Anyway, the UK will maintain three armoured brigades equipped with both Challenger 2 tanks and tracked armoured vehicles for the infantry. The skills won't die.
But the current defence cuts are about more than the number of tanks. The army is undergoing an existential crisis.
The army's principal raison d'etre since the defeat of the Young Pretender at Culloden in 1745 – defence of the Empire – expired on 28 February 1948 when the Somerset Light Infantry marched through the Gateway to India on Bombay's dockside and onto a troop ship - to the tune of Auld Lang Syne.
A bastardised version of imperial defence lived on until the evacuation of Aden in 1968 and the withdrawal from east of Suez. And, of course, the Empire struck back in the Falklands in 1982, to paraphrase the words of the famous Newsweek cover of May that year. But basically, it was over. Time to bring the troops home and turn swords into ploughshares.

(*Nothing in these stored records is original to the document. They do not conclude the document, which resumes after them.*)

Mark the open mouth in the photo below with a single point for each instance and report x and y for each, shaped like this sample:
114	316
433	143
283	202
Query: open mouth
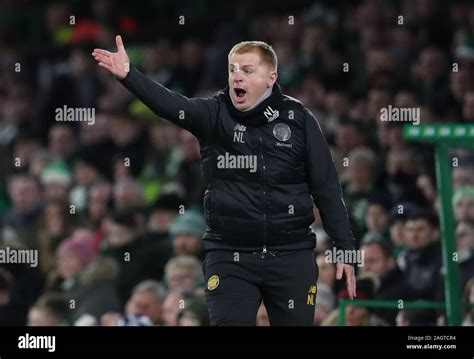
240	94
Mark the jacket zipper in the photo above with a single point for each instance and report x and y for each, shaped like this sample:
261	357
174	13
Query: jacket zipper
264	249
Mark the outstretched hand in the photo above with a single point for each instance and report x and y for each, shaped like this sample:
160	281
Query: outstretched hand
117	63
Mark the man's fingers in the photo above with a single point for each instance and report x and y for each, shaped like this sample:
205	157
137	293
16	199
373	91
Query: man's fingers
102	58
101	52
339	270
350	281
107	66
119	43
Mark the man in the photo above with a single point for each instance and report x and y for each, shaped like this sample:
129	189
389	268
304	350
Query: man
264	163
380	261
422	261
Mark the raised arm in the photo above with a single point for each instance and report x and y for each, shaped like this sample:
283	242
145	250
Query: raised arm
193	114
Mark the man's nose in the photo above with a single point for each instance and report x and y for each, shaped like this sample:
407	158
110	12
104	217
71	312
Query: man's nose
237	75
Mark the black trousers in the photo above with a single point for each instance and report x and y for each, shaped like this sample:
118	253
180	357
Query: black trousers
237	282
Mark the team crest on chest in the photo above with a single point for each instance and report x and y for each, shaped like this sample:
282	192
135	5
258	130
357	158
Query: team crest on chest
282	132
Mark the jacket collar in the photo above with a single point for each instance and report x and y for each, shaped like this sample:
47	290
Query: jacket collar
265	112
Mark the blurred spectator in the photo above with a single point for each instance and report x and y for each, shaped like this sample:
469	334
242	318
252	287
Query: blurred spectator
468	299
325	300
61	140
56	223
416	318
50	310
143	308
357	315
21	223
380	261
56	181
128	193
421	262
139	258
187	231
183	273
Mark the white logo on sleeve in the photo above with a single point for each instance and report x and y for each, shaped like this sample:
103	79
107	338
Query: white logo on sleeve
239	133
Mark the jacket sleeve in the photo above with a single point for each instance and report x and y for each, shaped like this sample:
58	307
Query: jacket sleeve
192	114
325	187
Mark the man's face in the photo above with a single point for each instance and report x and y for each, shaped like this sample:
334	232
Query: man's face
419	233
249	78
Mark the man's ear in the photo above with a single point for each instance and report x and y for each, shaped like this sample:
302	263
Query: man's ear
272	80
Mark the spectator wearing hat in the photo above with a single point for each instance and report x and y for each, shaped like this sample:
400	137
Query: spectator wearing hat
163	213
21	223
421	262
377	214
186	233
51	309
398	216
85	278
139	258
183	273
144	307
56	223
87	170
56	180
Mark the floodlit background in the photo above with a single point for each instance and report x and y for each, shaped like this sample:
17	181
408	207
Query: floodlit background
112	202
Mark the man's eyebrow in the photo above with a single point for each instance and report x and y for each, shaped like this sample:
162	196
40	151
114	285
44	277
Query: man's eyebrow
241	66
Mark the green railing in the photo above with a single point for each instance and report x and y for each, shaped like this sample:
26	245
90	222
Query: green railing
444	137
387	304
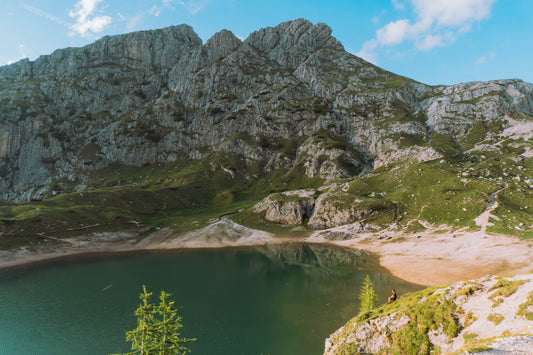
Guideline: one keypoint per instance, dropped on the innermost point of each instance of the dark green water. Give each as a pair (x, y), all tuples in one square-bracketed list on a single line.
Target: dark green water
[(267, 300)]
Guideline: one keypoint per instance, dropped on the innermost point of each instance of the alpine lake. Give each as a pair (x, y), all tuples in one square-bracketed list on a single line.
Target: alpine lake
[(274, 299)]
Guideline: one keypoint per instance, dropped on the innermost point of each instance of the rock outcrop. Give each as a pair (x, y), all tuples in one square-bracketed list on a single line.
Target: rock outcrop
[(288, 99), (461, 317)]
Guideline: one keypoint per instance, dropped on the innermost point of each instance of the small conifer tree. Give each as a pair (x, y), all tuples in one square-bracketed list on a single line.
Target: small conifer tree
[(367, 296), (158, 328)]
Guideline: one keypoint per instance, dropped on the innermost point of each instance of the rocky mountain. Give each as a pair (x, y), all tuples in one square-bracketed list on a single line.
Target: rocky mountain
[(158, 121), (484, 316)]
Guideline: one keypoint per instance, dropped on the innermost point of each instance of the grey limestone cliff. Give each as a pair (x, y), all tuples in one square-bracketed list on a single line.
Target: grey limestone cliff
[(288, 98)]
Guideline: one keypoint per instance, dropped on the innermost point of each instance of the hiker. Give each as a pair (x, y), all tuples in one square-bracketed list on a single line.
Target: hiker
[(393, 297)]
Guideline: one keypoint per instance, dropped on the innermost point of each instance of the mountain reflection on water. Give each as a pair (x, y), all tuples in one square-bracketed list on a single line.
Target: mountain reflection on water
[(277, 299)]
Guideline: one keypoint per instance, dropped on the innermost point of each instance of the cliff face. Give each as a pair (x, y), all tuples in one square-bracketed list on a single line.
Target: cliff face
[(286, 98)]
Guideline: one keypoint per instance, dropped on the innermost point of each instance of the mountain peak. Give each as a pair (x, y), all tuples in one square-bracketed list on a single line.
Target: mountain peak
[(290, 42)]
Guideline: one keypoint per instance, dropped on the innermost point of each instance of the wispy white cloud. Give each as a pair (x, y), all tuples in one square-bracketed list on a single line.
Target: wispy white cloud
[(23, 54), (484, 59), (155, 11), (87, 23), (132, 22), (46, 15), (436, 23), (368, 51)]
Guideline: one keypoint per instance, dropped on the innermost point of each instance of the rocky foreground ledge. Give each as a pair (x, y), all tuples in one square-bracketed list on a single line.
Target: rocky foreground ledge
[(491, 315)]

This stark truth was veiled for a time by the Cold War. Armoured troops and others were required on the plains of northern Germany to counter a threat from an expansionist and aggressive Soviet Union. Some arrived direct from their imperial postings and are there to this day. But by the time my generation arrived in the British Army of the Rhine in the early 1980s, no one seriously thought the Russians would invade.

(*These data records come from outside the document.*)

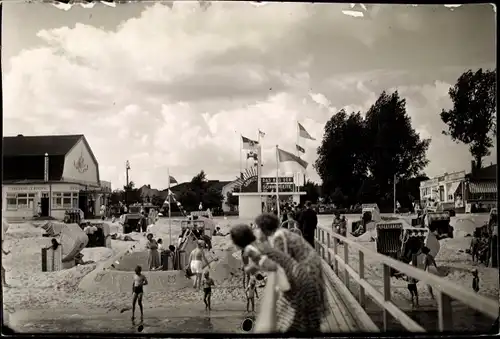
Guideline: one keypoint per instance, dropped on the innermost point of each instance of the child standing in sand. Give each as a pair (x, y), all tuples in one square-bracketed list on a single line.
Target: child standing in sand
[(138, 290), (251, 292), (475, 280), (207, 290)]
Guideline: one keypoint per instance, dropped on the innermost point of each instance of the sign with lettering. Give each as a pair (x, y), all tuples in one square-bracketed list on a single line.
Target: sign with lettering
[(272, 180), (80, 164), (33, 188)]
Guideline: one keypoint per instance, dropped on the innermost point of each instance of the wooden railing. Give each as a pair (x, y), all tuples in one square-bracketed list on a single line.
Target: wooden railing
[(446, 291), (266, 319)]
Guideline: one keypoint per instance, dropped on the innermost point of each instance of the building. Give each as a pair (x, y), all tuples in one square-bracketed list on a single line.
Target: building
[(481, 186), (447, 188), (47, 175)]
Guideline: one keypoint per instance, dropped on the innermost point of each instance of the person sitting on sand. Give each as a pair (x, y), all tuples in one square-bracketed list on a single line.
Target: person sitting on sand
[(138, 290), (207, 290), (429, 266), (4, 281), (195, 263), (251, 293), (154, 257), (475, 280)]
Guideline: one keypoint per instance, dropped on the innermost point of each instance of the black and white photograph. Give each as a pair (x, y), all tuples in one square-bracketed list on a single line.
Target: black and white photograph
[(230, 167)]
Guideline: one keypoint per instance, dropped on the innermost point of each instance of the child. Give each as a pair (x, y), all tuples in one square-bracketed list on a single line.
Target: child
[(429, 266), (475, 280), (207, 290), (137, 290), (251, 293)]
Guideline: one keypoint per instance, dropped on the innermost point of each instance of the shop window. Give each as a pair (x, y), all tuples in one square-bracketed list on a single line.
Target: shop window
[(11, 201)]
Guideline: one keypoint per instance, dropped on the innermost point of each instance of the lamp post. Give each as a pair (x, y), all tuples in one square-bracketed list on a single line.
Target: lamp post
[(46, 179), (127, 168)]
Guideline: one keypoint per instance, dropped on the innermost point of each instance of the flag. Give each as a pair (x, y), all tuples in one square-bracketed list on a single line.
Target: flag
[(248, 144), (303, 133), (284, 156), (252, 155)]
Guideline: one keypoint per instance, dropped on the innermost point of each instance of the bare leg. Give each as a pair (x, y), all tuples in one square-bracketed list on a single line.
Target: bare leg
[(140, 305), (134, 300)]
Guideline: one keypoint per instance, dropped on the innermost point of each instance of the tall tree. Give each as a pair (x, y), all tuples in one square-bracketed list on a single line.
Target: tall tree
[(395, 148), (341, 161), (472, 119)]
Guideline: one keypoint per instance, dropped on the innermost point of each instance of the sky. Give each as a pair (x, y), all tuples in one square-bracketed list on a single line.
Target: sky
[(172, 86)]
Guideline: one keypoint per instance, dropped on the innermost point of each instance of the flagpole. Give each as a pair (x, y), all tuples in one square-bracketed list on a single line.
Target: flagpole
[(241, 162), (394, 193), (297, 152), (259, 164), (169, 207), (277, 182)]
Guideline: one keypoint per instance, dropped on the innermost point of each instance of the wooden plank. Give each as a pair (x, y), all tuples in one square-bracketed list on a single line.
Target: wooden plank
[(357, 313), (342, 314), (465, 295)]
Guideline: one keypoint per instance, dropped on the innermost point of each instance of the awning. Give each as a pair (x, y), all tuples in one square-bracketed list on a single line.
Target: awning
[(483, 187), (453, 187)]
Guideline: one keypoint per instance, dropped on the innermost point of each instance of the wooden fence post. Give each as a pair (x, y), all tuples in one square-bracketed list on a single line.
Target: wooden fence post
[(387, 293)]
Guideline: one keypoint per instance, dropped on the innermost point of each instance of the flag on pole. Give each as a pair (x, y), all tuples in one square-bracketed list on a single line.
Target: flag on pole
[(300, 149), (303, 133), (248, 144), (284, 156)]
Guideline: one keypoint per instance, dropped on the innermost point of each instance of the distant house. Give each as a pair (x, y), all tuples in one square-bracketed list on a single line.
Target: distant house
[(481, 186), (49, 174)]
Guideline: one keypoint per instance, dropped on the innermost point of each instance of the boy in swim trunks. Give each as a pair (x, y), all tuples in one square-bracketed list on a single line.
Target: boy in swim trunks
[(251, 292), (137, 290), (207, 290)]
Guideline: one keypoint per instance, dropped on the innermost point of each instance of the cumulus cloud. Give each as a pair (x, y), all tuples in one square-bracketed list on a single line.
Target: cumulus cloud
[(174, 87)]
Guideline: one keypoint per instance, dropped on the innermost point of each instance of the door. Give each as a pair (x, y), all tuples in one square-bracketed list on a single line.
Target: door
[(83, 204), (44, 205)]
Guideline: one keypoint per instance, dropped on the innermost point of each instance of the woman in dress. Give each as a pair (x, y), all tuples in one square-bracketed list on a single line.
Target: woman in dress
[(429, 266), (195, 262), (303, 307), (154, 256)]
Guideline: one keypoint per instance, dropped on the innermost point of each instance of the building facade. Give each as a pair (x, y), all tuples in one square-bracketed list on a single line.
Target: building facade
[(447, 188), (47, 175)]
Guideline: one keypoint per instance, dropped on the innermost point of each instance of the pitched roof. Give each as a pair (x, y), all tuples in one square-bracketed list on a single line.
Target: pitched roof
[(39, 145)]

Ulster, where the army performed well in the face of great provocation for nearly 40 years, was the other veil. But despite the discovery of mortars on the Letterkenny Road in Derry this past weekend, it is hard to see that a full-scale deployment of metropolitan troops will be necessary there again. Certainly, tanks will never be required.
With the imminent withdrawal from Afghanistan the existential crisis has returned with a vengeance - the army is due to be at its smallest in over two centuries.
If a Conservative-led government, traditionally strong on defence, can do this, then it is open season. I doubt 82,000 regulars with a beefed up reserve of 30,000 or so is as small as the army is going to get. I doubt also that there is much mileage left in the idea of overseas military interventions. Unless a clear and present danger can be demonstrated to our national security, a weary and cynical electorate just won't buy it.
The chiefs of the army need a new strategy if it is to survive – and fast. A number of generals have made impassioned interventions over the last few years, painting a vivid, but bogus, picture of how our national security is affected by events in Iraq, Afghanistan or now Mali. Not one of them as far as I can tell has ever had the balls or wit to highlight the security threat at home.
Our national boundaries have been dissolved by a cross-party political elite, aided by a campaigning judiciary and an ineffective border force. It is like living in a house with no locks. The security downside can be seen in every newspaper and news bulletin – every day.
The future is protection of the homeland, in particular securing our borders. Organise, train and project the army as the vital protectors of the homeland. It's not fashionable yet. But it's coming. And it's the only sort of army the taxpayers will eventually be willing to fork out for.